In that session today,

[00:27:34] Carolyn: Yeah.

[00:27:34] Kelly: um, so how, how I hold them is actually, um, the best thing that I can do for them in that moment is to hold myself, right? Because the more rooted that I am, and the more centered and stable I am, I can hold them, whichever way they wobble, right? And then what I’m actually doing is empowering them to hold themselves.

That’s where the real work is.

[00:28:00] Carolyn: Now you and I both know this word holding space. It doesn’t feel, uh, uncomfortable for me to say that anymore. What, um, Do you use any other words or how would you describe holding space for people who are maybe tipping their, dipping their toe into this work?

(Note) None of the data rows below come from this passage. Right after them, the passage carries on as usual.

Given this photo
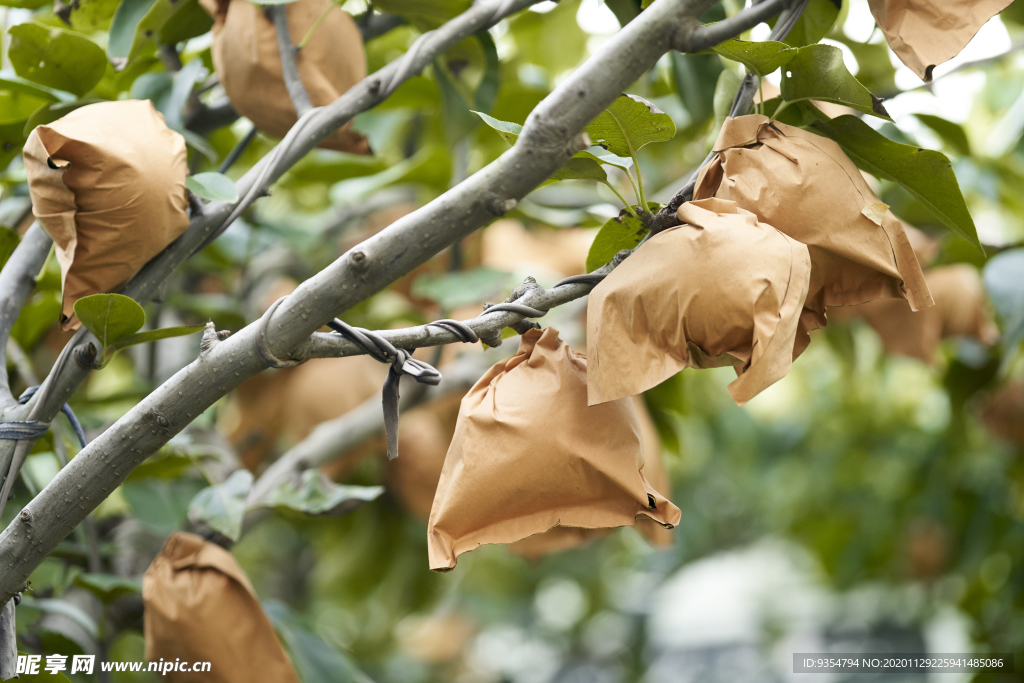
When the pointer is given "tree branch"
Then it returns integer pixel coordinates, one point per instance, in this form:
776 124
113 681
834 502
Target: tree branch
17 281
336 437
317 125
550 136
289 66
666 217
486 326
373 25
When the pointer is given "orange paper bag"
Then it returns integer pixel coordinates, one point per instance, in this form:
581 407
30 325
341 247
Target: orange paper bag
806 186
528 455
200 606
108 184
960 310
248 62
564 538
927 33
720 290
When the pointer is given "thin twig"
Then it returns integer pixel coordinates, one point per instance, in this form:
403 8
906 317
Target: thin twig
289 66
667 217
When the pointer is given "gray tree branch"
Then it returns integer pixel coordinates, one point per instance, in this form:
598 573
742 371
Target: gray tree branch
17 281
549 138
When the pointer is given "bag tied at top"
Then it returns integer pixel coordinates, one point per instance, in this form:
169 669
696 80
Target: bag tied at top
200 606
720 290
108 184
806 186
247 58
924 34
528 455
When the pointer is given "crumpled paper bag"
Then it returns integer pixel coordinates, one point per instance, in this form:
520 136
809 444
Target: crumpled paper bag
108 184
720 290
200 606
564 538
528 455
805 185
248 62
926 33
961 310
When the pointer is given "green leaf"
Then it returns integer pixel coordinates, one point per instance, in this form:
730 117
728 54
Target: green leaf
925 173
187 20
213 186
814 24
457 115
486 91
630 123
108 587
817 72
313 494
160 503
695 77
509 131
92 15
24 4
761 58
55 57
950 133
110 316
1005 281
582 168
223 506
157 335
623 231
8 242
314 660
126 19
462 288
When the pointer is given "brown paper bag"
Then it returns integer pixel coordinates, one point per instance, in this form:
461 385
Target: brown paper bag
248 62
721 290
200 606
806 186
564 538
108 184
528 455
926 33
960 310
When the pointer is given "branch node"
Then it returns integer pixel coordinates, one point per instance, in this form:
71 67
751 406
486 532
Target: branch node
85 355
210 339
499 206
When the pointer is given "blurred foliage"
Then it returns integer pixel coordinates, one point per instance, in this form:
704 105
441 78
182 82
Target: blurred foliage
881 467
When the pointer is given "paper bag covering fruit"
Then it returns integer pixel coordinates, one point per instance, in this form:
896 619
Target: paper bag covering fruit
720 290
924 34
108 184
248 62
806 186
528 455
424 437
960 310
200 606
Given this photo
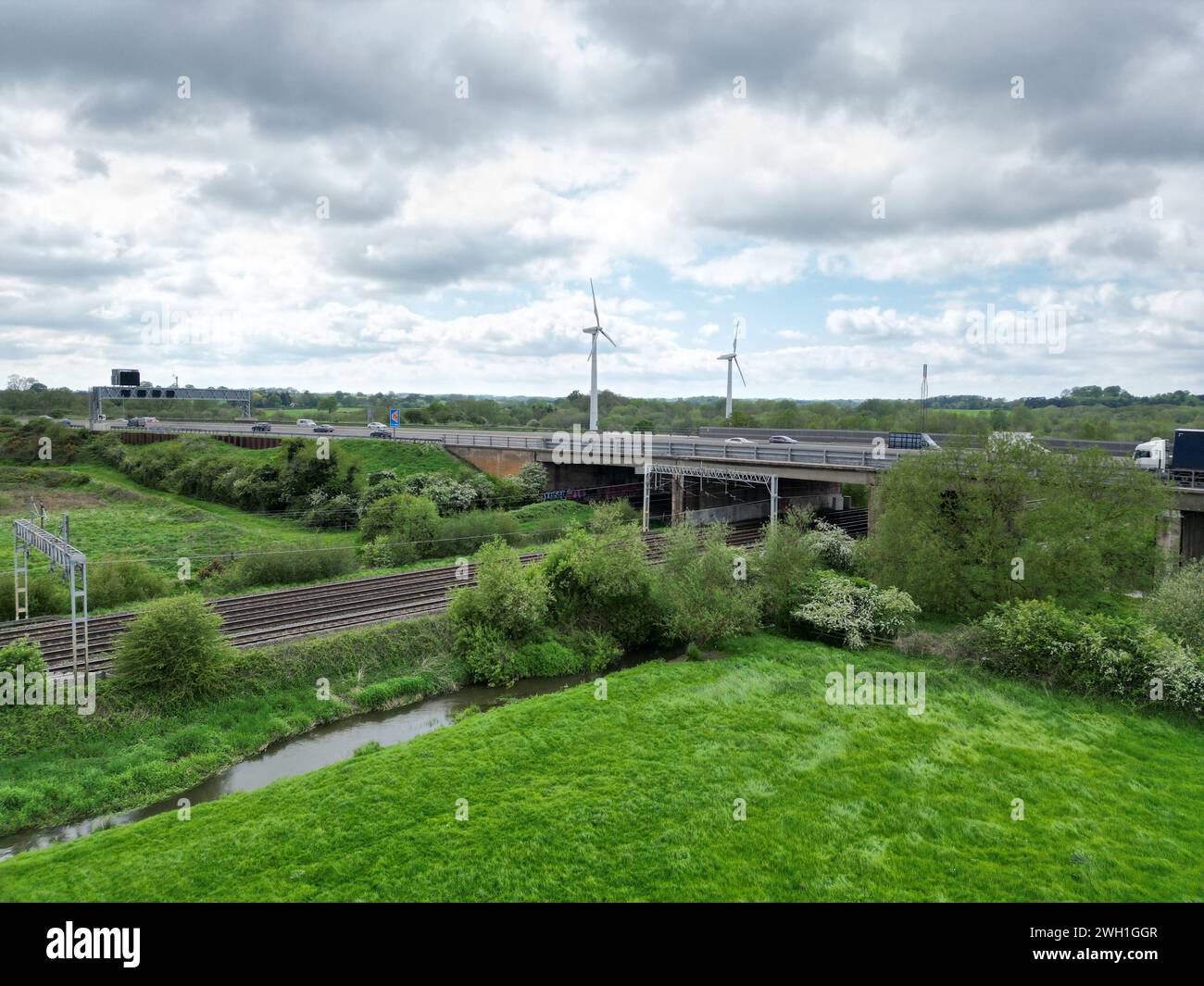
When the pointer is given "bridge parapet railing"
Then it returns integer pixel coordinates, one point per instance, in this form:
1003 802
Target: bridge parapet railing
1188 480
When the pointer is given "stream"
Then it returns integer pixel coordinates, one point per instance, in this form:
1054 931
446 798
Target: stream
320 746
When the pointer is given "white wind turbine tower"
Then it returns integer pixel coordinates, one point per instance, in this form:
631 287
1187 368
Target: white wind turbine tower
731 359
594 359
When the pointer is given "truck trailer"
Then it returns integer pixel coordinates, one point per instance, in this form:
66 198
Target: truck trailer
1186 454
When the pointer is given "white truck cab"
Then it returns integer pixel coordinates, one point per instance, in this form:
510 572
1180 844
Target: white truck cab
1151 456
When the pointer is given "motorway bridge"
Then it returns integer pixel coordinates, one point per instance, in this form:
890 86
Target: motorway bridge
707 476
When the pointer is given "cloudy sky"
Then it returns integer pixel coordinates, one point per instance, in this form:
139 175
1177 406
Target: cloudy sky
412 196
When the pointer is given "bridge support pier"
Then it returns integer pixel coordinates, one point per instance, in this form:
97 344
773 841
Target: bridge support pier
677 493
1169 540
873 505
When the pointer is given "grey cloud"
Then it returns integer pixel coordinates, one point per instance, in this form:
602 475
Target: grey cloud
88 163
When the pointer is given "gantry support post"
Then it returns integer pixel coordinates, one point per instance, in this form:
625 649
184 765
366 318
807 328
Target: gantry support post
19 578
646 493
677 499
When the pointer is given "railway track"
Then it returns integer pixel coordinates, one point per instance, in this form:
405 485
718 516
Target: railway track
285 614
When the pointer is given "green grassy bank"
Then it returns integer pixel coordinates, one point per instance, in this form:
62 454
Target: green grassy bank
570 797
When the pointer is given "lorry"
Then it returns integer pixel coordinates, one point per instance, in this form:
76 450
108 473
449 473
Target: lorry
1186 454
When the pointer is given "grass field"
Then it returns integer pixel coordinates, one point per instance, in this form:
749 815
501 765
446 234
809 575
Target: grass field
112 517
633 798
59 766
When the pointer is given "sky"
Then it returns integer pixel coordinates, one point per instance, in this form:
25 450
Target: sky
414 196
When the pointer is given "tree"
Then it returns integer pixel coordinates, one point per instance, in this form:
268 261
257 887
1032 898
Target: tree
533 478
175 649
701 590
600 580
782 564
1176 605
962 530
408 523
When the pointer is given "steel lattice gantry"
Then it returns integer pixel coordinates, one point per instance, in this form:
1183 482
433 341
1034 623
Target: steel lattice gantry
72 564
729 473
145 393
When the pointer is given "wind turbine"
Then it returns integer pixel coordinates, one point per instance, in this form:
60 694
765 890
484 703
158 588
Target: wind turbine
594 359
731 359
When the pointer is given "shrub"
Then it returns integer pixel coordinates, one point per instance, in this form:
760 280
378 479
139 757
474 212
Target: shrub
546 658
699 592
378 490
831 544
509 596
175 649
1119 656
446 493
486 654
951 521
782 562
600 580
1035 637
854 609
383 693
567 652
533 478
1176 605
409 523
123 581
22 653
325 511
609 517
289 566
466 532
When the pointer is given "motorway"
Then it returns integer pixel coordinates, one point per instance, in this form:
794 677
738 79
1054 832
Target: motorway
849 454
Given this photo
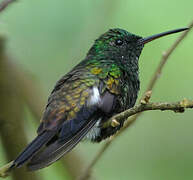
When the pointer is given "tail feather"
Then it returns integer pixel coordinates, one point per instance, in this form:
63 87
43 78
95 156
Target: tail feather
33 148
59 148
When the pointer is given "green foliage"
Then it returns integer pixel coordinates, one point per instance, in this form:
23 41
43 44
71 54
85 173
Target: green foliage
49 37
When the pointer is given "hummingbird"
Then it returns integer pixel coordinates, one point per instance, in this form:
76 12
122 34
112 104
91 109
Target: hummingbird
105 83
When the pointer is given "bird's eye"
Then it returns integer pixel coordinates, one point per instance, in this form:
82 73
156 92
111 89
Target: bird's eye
119 42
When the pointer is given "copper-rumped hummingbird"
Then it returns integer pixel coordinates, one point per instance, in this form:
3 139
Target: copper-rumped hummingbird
103 84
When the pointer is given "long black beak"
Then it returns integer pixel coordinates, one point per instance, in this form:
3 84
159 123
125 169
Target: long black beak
156 36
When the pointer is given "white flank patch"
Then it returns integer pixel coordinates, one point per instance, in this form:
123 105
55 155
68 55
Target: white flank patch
95 97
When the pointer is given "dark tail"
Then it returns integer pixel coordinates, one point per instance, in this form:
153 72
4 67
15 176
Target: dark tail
33 148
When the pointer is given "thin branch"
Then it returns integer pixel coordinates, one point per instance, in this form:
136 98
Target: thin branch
179 106
131 120
4 4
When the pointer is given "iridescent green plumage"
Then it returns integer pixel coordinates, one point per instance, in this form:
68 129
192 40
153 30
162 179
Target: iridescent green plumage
105 83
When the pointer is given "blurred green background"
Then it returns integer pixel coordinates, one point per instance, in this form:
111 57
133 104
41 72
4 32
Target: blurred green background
49 37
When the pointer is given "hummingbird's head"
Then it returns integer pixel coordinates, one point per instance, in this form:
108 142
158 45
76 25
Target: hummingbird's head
122 46
117 44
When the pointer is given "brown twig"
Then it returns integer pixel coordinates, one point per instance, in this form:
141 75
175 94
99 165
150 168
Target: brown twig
131 120
4 4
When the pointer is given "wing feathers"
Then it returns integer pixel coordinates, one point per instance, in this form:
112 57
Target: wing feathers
33 147
59 148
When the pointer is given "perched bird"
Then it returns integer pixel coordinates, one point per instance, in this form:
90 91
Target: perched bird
105 83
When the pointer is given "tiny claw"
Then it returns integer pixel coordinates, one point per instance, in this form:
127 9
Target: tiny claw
184 103
115 123
146 98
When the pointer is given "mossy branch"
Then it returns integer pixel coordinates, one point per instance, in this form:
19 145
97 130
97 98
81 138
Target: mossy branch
87 174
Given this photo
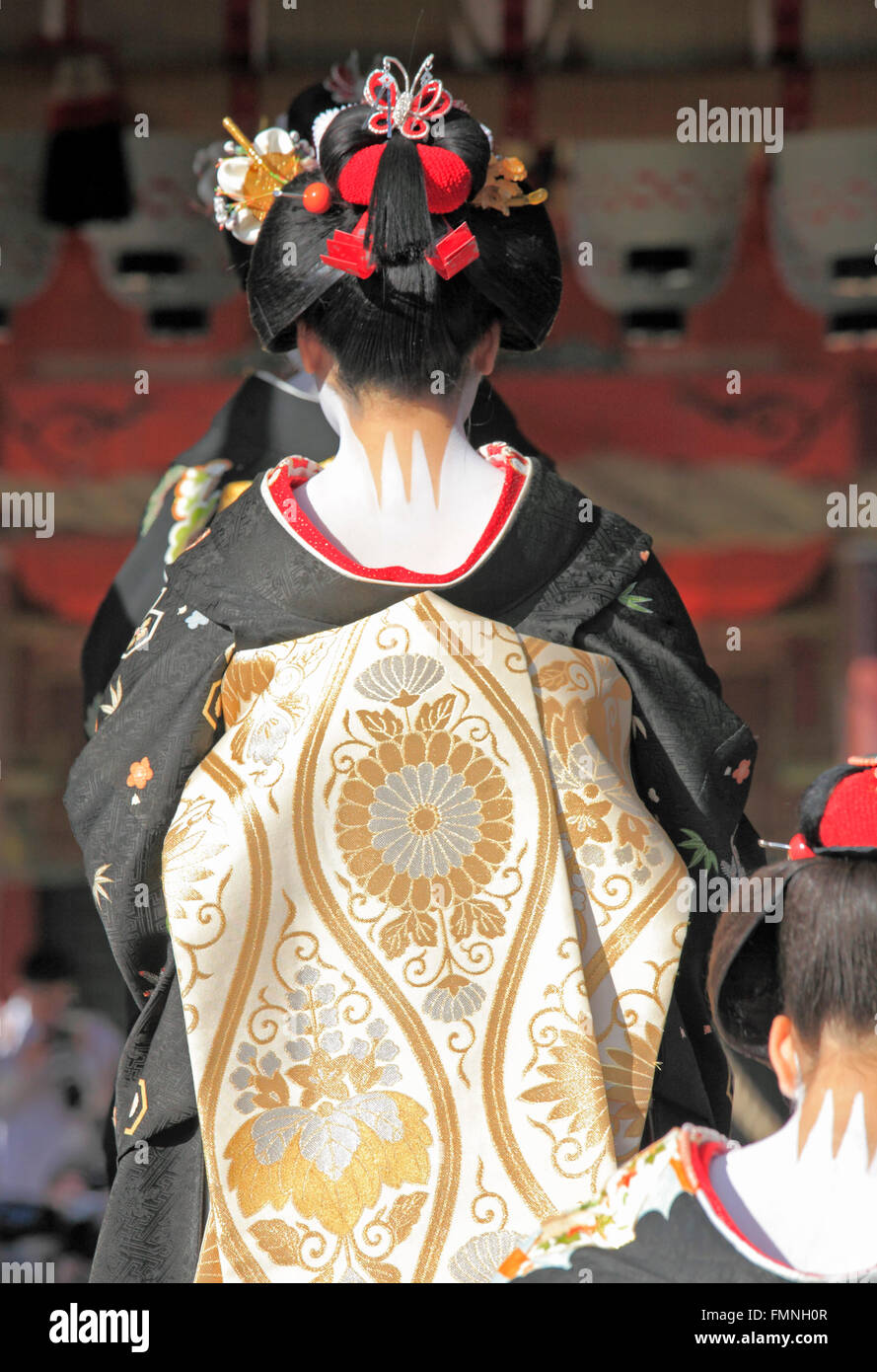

[00:28:19] Kelly: Well, I think an example is probably best, you know, to sort of describe this. If someone comes to you and says, I just, you know, received some really terrible news. Maybe a loved one passed away. Maybe they received a, you know, a cancer diagnosis. Some kind of news that is very heavy. There’s a lot of emotional weight to it. Holding space does not look like trying to fix or save that person in that moment or trying to use some kind of toxic positive like, oh, it’s going to get better. You know, this, this too shall pass a lot of these, you know, colloquialisms. It does not look like that. What it looks like is you not getting activated in that moment, you listening more than you’re speaking, you holding the emotions of that person.

Wherever they go,

[00:29:20] Carolyn: Right.

[00:29:21] Kelly: that person is just starting to show some emotion and then dials it back really quickly because they realize that they’re not ready to be vulnerable or whether they are literally sobbing into their hands, whichever way they go. You’re holding space the same way you’re holding yourself the same way, and you’re holding them the same way.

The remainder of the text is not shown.